Monday, September 27, 2010

I Love a Parade

If civic pride were rainfall, the lawns in the southeastern corner of Dutchess County, the county that can’t spell Duchess, wouldn’t be their present accusatory brown, but a vivid green. Only two weeks ago saw the unveiling of Beacon’s deluxe volunteer-built Welcome Center, where visitors can acquire informative brochures and what-not. Yesterday afternoon saw the annual Beacon Spirit parade, and the number of notables and celebrities either participating or just viewing made clearer than ever that it won’t be long before we are known as much more than just the Gateway to Poughkeepsie.

As I have mentioned here many times, Beacon is very popular with artists, so maybe I shouldn’t have been surprised to see riding in the parade’s third car — a vintage Cadillac convertible with Connecticut plates and covered with chrysanthemums — David Hockney, Leroy Neiman, and the great American impressionist David Mamet, the water lilies man.

The Beacon, Fishkill, and Wappingers Falls Gay, Lesbian, Bisexual, and Transgendered Alliance (BFWFGLBT) was provocatively represented by a shocking pink phallusmobile that I understood to have begun life as an Oscar Meyer weinermobile of the sort Christopher Milk once coveted to arrive in at personal appearances, and the occasional impersonal. Half a dozen young men with yummy bodies danced to a tape loop of Gloria Gaynor’s immortal proclamation of resoluteness, "I Will Survive," while a phalanx of masculine lesbians trudged along on either side scowling challengingly, as though in Provincetown, Massachusetts.

A handsome young couple in Bisexual and Proud T-shirts pretended over and over to exchange wedding vows on a little platform on the back of the penismobile. I guess the BFWFGLBT’s notion was to get the populace comfortable with the idea of bisexual marriage before they start trying to sell that of gay marriage, but I worry that the bisexuals being of different sexes might have softened the message to the point of unintelligibility.

New American Idol judge Jennifer Lopez received an ear-splittingly enthusiastic welcome from Beacons’ many Latinos, but quite pointedly did no waving or smiling of her own, as her bodyguards ran ahead of her Lexus convertible warning everyone not to make contact with her. It’s not my way to be told whom I can and cannot make eye contact with, but it isn’t something one can make on his own, and Jennifer was talking to her companion in the Lexus’s back seat as she passed where I was filming.

Jennifer was followed on foot by a crowd of local Roman Catholics calling for the beatification of local de facto saint Pete Seeger, even though he’s nobody's Catholic.

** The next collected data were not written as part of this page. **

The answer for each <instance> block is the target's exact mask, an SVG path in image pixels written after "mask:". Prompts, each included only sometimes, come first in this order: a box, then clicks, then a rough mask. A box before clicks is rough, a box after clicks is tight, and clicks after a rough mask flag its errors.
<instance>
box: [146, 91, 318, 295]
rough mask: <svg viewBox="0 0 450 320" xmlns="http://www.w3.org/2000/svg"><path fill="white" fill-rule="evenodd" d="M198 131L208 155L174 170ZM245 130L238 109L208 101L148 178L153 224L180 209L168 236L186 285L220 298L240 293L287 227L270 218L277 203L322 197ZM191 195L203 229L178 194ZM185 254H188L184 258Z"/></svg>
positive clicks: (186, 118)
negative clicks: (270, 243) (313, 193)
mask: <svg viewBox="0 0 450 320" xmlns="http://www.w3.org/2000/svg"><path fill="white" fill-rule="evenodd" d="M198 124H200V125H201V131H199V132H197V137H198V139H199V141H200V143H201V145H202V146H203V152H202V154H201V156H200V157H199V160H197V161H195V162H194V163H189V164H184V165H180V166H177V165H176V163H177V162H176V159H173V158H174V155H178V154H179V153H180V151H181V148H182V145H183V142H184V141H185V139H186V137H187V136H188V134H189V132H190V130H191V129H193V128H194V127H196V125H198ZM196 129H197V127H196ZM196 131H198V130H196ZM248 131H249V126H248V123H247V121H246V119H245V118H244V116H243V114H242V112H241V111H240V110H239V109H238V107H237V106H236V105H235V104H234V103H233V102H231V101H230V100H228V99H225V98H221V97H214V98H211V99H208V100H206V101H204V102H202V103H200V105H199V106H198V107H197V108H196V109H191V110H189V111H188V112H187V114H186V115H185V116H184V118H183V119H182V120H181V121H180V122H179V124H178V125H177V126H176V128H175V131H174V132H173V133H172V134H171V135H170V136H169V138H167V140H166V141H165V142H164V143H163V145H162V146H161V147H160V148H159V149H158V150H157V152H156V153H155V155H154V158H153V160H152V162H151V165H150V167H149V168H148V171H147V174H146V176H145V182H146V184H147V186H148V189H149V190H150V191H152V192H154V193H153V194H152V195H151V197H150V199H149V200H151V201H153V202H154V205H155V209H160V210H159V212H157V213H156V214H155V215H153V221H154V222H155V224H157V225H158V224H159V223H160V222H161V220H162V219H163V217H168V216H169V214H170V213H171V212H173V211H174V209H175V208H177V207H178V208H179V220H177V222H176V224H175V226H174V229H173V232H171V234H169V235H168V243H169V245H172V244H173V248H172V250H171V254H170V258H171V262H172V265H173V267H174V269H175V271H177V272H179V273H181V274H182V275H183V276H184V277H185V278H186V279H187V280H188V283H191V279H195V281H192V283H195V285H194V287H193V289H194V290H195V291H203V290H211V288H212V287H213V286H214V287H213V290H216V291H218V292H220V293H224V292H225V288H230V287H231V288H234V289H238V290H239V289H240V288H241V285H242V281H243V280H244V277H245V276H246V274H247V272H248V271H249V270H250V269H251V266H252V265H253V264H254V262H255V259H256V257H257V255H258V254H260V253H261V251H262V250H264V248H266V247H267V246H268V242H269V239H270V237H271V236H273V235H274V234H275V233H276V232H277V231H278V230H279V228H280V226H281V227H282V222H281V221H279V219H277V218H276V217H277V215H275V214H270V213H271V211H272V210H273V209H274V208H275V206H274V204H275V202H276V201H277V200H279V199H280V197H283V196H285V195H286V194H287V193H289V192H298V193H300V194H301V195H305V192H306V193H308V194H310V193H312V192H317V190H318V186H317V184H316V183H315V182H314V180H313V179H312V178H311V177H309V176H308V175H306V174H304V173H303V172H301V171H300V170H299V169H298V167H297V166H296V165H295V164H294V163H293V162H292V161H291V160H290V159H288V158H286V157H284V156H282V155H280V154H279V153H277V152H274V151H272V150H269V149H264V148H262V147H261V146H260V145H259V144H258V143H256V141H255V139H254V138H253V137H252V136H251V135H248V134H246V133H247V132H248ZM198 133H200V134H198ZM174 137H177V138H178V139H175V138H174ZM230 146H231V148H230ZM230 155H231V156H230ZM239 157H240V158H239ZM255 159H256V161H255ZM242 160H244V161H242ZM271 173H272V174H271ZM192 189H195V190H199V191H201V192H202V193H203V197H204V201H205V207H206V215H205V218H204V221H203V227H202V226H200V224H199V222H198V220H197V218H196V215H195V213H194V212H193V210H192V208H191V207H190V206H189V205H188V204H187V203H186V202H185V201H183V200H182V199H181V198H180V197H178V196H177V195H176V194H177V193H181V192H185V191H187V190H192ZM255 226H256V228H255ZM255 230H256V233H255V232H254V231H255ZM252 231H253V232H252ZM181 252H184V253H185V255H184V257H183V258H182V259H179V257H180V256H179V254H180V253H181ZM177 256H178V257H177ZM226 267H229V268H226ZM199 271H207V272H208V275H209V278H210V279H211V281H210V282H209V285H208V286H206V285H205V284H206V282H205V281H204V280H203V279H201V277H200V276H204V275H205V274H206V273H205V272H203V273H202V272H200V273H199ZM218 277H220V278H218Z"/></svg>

One of them expressed to me that the group viewed as insensitive Pope Benedict XVI’s having recently found time to beatify John Henry Newman, the 19th century English cardinal who converted from Anglicanism, while his secretaries fail even to acknowledge the group’s letters, telegrams, and emails.

Also on foot were a succession of marching bands, each more excruciatingly shrill than its predecessor, and a predictably ragtag delegation of local homeless who delighted onlookers by soliciting spare change as they shuffled determinedly forward in mistmatched footwear, or even barefoot. Gaudily costumed passengers on a float festooned with red, gold, and green carnations pelted onlookers with plastic trinkets, and were thought by many to have missed the turn off Interstate 84 to New Orleans.

Besides being the Gateway to Poughkeepsie, Beacon is known also as Prisonville, New York, owing to the large number of correctional facilities in the area. Remarkably, the bright orange (like the inmates’ jumpsuits, you see) Hummer atop which rode Warden Derek N. Miller and an honor guard of correctional officers in full dress uniform drew only scattered applause. It pains me to realize that my neighbors sorely undervalue Warden Miller & Co.’s keeping rapists, murderers, and crack dealers out of our homes and back yards, schools and offices, and I was outraged by the fact that the float sponsored by, and ridden by the owner/chef of, the Last Meal Diner — which supplies last meals for local prisoners about to be executed — was much more warmly received.